En ce 6 décembre, nous honorons la mémoire de Malik Oussekine, dont la disparition en 1986 reste l’un des moments les plus sombres de notre histoire contemporaine.
Sa mort, dans la nuit du 5 au 6 décembre, résonne encore aujourd’hui comme un avertissement contre les dérives du pouvoir et les violences institutionnelles.
En pleine crise économique, les années 1980 voient se renforcer les logiques libérales et sécuritaires. La jeunesse populaire, les étudiants, les enfants issus de l’immigration subissent une stigmatisation croissante.
En 1986, la réforme universitaire imposée par le gouvernement déclenche un vaste mouvement social. Les étudiants se lèvent contre une vision élitiste de l’éducation, avec l’exigence que l’université reste un espace d’égalité et d’émancipation.
C’est dans cet environnement tendu — où se mêlent aspirations progressistes et crispation autoritaire — que survient la mort de Malik. Elle révèle la fragilité des libertés publiques lorsque les forces de l’ordre deviennent un outil de dissuasion politique.
Un tournant historique : de 1961 à 1986
Le 6 décembre 1986 rejoint d’autres dates tragiques comme le 17 octobre 1961, où la violence d’État s’était déjà abattue sur des innocents. Ces moments rappellent que la démocratie n’est pas un acquis mais un combat permanent, et que la dignité humaine doit rester la norme absolue, quelles que soient l’origine, la condition sociale ou la couleur de peau.
Un écho puissant aux luttes actuelles
L’héritage de Malik Oussekine n’appartient pas au passé : il éclaire le présent.
Aujourd’hui encore, en France, de nombreux mouvements dénoncent les violences d’État, les discriminations, les injustices sociales, la remise en cause des libertés publiques ou encore la précarisation de la jeunesse.

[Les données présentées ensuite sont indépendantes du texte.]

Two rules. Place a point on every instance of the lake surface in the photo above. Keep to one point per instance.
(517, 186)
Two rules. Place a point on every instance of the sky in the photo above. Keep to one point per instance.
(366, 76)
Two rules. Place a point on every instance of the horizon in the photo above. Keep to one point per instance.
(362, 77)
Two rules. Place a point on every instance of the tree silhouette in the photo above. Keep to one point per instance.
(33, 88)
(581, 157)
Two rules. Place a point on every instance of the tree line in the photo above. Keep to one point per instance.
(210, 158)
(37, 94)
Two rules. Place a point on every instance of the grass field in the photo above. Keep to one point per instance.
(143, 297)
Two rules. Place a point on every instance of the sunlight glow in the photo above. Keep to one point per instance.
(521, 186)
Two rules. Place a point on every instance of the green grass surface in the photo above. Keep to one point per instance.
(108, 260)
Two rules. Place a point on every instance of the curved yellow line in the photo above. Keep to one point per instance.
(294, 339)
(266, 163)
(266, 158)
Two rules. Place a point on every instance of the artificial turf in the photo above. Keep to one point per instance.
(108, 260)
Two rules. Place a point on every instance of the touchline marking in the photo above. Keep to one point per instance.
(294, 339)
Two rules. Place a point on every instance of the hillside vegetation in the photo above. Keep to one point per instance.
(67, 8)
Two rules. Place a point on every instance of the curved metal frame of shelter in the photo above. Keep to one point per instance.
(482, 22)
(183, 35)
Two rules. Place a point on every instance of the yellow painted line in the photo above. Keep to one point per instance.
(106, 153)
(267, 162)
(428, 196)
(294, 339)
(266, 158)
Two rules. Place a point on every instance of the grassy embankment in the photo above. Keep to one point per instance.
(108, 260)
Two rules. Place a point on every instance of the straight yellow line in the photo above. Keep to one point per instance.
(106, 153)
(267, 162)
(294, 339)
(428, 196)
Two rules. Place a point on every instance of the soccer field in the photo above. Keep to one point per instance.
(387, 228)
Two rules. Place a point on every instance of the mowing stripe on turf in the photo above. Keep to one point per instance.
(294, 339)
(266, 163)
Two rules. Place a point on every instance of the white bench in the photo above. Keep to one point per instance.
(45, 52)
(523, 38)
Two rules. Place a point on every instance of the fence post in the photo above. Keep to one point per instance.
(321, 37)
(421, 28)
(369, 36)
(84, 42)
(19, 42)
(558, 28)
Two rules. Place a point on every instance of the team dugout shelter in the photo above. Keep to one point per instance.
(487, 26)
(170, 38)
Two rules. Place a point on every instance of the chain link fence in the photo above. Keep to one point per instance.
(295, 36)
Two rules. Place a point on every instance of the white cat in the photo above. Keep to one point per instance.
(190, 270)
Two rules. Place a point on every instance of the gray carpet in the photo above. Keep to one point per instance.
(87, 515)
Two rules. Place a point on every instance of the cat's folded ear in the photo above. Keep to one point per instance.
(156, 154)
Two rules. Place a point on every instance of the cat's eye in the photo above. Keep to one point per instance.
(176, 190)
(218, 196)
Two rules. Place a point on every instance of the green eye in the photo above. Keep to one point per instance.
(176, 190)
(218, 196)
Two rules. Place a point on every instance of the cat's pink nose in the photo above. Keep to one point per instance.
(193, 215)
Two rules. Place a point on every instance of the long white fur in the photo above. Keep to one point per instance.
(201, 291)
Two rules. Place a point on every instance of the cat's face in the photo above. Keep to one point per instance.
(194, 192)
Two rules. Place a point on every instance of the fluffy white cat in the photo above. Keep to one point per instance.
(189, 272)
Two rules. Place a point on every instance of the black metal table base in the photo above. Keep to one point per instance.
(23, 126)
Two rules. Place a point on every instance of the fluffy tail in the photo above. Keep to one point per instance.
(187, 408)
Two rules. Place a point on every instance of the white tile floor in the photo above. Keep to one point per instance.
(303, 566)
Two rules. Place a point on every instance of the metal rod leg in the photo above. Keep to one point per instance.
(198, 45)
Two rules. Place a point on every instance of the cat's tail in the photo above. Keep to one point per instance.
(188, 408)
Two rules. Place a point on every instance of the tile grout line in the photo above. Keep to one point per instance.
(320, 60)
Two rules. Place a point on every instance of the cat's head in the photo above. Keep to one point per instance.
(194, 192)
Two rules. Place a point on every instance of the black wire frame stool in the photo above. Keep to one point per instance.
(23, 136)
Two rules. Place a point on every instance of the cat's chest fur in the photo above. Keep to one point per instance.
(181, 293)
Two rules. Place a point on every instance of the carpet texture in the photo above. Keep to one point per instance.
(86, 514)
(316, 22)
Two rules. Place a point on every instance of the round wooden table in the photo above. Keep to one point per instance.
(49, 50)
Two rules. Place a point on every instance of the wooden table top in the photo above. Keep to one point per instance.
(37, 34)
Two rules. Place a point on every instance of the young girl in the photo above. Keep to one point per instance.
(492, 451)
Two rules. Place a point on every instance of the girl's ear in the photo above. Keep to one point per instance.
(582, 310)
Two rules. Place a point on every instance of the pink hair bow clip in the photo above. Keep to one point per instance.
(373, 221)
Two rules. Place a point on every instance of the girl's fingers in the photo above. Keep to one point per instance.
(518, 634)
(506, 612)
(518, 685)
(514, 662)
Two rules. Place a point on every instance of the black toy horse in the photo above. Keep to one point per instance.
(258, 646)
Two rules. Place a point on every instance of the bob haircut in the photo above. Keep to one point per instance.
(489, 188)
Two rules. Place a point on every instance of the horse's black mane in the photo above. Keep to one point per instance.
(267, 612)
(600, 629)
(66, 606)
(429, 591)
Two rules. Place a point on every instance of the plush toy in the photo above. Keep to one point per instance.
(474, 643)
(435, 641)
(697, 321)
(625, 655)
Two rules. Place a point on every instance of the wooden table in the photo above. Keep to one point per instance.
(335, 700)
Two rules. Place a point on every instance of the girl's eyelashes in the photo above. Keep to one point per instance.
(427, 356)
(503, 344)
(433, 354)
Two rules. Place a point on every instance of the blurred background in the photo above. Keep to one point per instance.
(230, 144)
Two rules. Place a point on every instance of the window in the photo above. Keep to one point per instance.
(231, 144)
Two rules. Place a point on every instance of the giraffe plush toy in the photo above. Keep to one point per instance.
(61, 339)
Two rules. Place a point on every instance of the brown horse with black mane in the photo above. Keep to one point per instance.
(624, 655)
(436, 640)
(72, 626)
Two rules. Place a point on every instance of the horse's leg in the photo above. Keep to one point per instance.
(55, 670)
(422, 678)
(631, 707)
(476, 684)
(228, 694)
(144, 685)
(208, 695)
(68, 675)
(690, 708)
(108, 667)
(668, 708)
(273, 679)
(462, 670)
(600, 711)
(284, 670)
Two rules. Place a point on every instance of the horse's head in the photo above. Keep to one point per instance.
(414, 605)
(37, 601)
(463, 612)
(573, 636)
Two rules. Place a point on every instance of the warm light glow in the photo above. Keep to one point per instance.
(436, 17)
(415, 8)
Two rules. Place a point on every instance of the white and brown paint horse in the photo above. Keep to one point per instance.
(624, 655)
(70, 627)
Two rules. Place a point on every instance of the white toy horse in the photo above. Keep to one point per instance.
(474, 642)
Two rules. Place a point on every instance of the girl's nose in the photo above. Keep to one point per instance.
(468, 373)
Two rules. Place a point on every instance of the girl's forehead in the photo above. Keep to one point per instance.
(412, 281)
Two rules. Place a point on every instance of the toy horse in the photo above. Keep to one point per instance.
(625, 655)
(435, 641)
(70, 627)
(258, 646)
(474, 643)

Qu’il s’agisse des mobilisations pour la justice sociale, contre les violences policières, pour la défense de l’école publique, pour les droits des travailleurs précaires ou pour une société réellement égalitaire, l’histoire de Malik nous rappelle que chaque lutte est liée à une exigence fondamentale : refuser que la peur gouverne et que l’injustice s’installe.
Une mémoire pour l’avenir
Rendre hommage à Malik Oussekine, c’est affirmer qu’une société démocratique ne peut tolérer qu’une vie soit brisée par l’arbitraire.
C’est réaffirmer l’idéal d’une gauche engagée aux côtés des opprimés, déterminée à défendre la justice, la liberté et l’égalité.
C’est rappeler que les combats d’hier nourrissent ceux d’aujourd’hui, et que chaque génération hérite de la responsabilité de ne jamais baisser la tête.
Pour Malik, pour les luttes d’hier, d’aujourd’hui et de demain, continuons d’exiger une société qui protège ses enfants et respecte sa jeunesse.